Os registos municipais de Guadalajara contêm uma queixa apresentada pelo vizinho Anselmo Pérez, que vivia na casa contígua aos Salazar. No documento datado de 15 de novembro de 1918, Pérez reportava ruídos estranhos provenientes da casa dos Salazar durante altas horas da noite, especificamente gemidos e choro que perturbavam o sono da sua família. A queixa foi arquivada sem investigação, como era comum nessa época quando se tratava de assuntos familiares.
Durante o inverno de 1918, vários comerciantes do mercado começaram a notar mudanças no comportamento de Don Aurélio. Segundo o testemunho de Abundio Castañeda, vendedor de verduras, Don Aurélio já não regateava os preços como antes. Pagava o que lhe pediam sem discussão e as suas mãos tremiam ao contar as moedas. Outros comerciantes coincidiam em que o homem parecia ter envelhecido anos em questão de meses.

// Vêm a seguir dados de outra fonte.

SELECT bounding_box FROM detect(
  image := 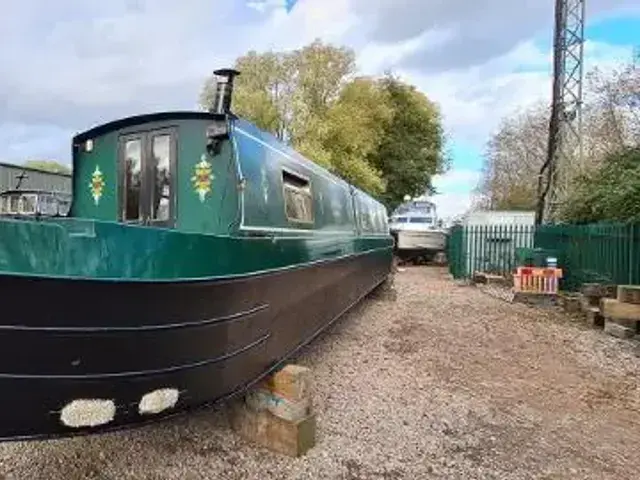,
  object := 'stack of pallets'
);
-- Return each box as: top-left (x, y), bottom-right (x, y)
top-left (600, 285), bottom-right (640, 338)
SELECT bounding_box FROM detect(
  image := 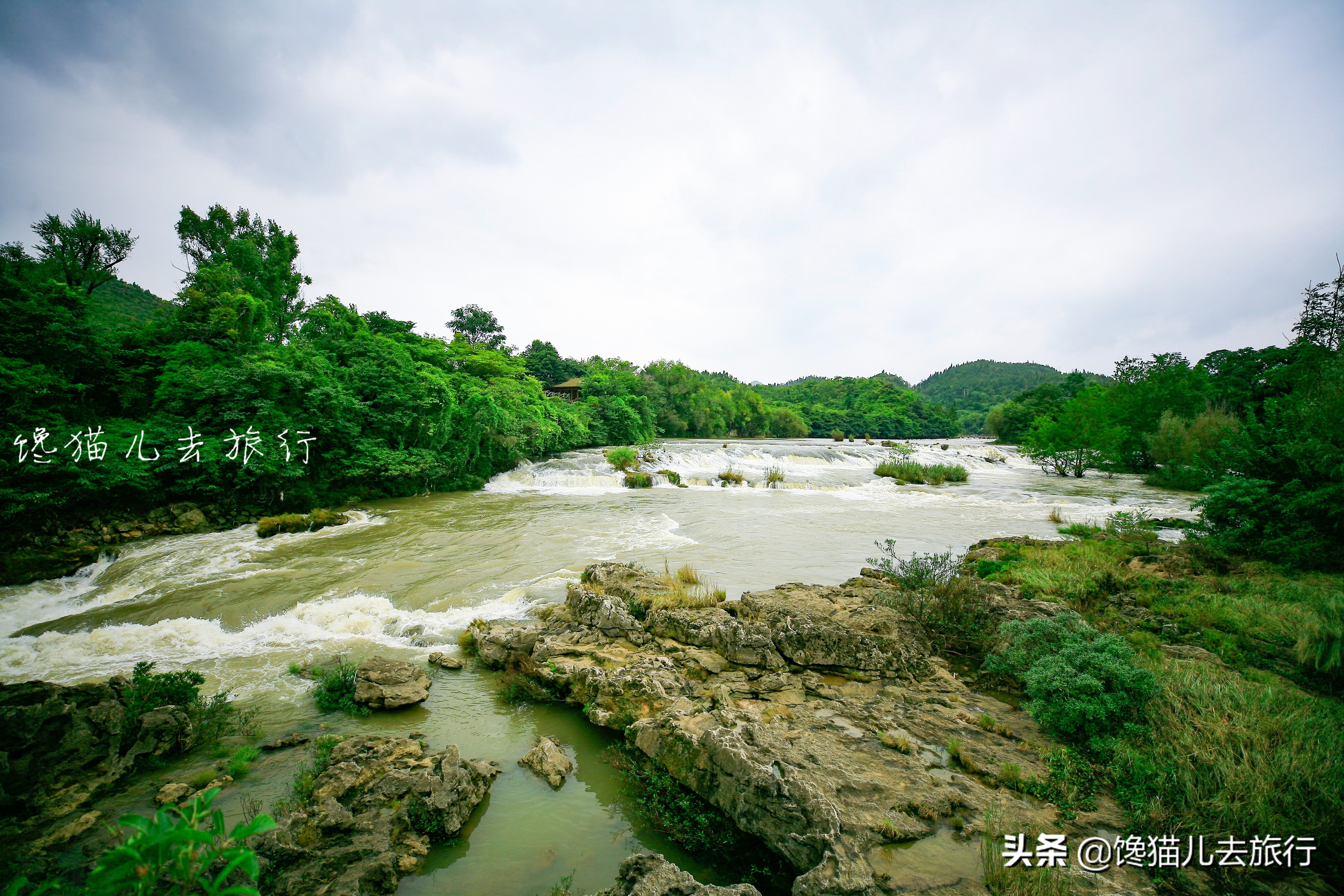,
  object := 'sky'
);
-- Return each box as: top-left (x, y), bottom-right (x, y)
top-left (0, 0), bottom-right (1344, 382)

Dona Carmen também mostrou mudanças evidentes. As mulheres do mercado notaram que comprava cada vez menos comida, como se a família tivesse diminuído em número. Quando lhe perguntavam pelas suas filhas, Dona Carmen respondia com evasivas ou mudava de assunto abruptamente. Seu rebozo, antes cuidadosamente arranjado, agora cobria-lhe quase completamente o rosto.
A 2 de fevereiro de 1919, Dia da Candelária, a família Salazar não assistiu à tradicional bênção das candeias na catedral. Esta ausência foi particularmente notória porque os Salazar haviam participado religiosamente nesta cerimónia durante anos anteriores.

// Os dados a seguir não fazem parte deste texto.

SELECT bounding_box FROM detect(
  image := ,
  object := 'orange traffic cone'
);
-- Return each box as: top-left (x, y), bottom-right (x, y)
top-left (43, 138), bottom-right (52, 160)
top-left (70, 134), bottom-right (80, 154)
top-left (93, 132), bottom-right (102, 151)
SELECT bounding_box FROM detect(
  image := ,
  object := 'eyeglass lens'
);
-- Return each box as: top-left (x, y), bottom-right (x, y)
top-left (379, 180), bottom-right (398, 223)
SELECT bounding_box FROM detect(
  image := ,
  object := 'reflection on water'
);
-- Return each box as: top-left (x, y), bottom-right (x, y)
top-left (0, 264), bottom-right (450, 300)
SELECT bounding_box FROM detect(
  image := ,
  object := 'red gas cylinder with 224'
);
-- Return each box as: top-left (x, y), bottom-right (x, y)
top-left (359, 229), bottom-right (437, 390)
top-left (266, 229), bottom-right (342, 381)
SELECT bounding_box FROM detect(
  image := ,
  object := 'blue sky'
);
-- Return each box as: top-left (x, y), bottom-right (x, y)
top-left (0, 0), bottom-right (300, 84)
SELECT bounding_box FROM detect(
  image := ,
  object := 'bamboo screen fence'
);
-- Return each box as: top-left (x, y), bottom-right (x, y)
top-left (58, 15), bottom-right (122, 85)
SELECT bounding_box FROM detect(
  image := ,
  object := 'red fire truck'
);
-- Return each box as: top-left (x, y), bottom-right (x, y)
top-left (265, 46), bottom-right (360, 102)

Quando algumas vizinhas perguntaram a Dona Carmen sobre a sua ausência, ela respondeu que as moças não se sentiam bem. Foi então que começaram os rumores no bairro. Algumas mulheres sugeriam que uma das filhas Salazar havia caído em desgraça e a família mantinha o segredo para preservar a sua honra.
Outros vizinhos especulavam sobre uma doença contagiosa que obrigava a família ao isolamento. No entanto, a explicação mais persistente era que Don Aurélio havia tido perdas importantes no seu negócio e a família atravessava dificuldades económicas. A verdade, segundo posteriormente se descobriu, era muito mais perturbadora do que qualquer rumor da vizinhança.
A 8 de março de 1919, Esperança Salazar apareceu no mercado depois de meses de ausência. O seu aspeto chocou quem a conhecia. Havia perdido peso consideravelmente. Seus olhos estavam fundos e rodeados de olheiras profundas e caminhava com a lentidão de uma pessoa muito mais velha.
Quando a cumprimentaram, Esperança respondia com monossílabos e mantinha o olhar fixo no chão. A Senhora Refúgio Campos, vendedora de rebozos e conhecida da família há anos, aproximou-se de Esperança para lhe perguntar pelas suas irmãs.
A resposta da jovem foi desconcertante. “Remédios está bem, graças a Deus. Mariana… Mariana já não vive connosco.”
Quando a Senhora Campos pediu mais detalhes, Esperança afastou-se rapidamente sem dar explicações.
Nesse mesmo dia, a Senhora Campos visitou outras vizinhas para comentar o estranho encontro. Foi assim que se espalhou pelo bairro a notícia de que Mariana Salazar havia deixado a casa familiar. No entanto, ninguém havia visto a jovem abandonar a residência, nem de dia nem de noite.
Os vizinhos, que mantinham vigília noturna pelos seus pequenos comércios, também não se recordavam de ter observado Mariana sair com bagagem ou acompanhada de alguém.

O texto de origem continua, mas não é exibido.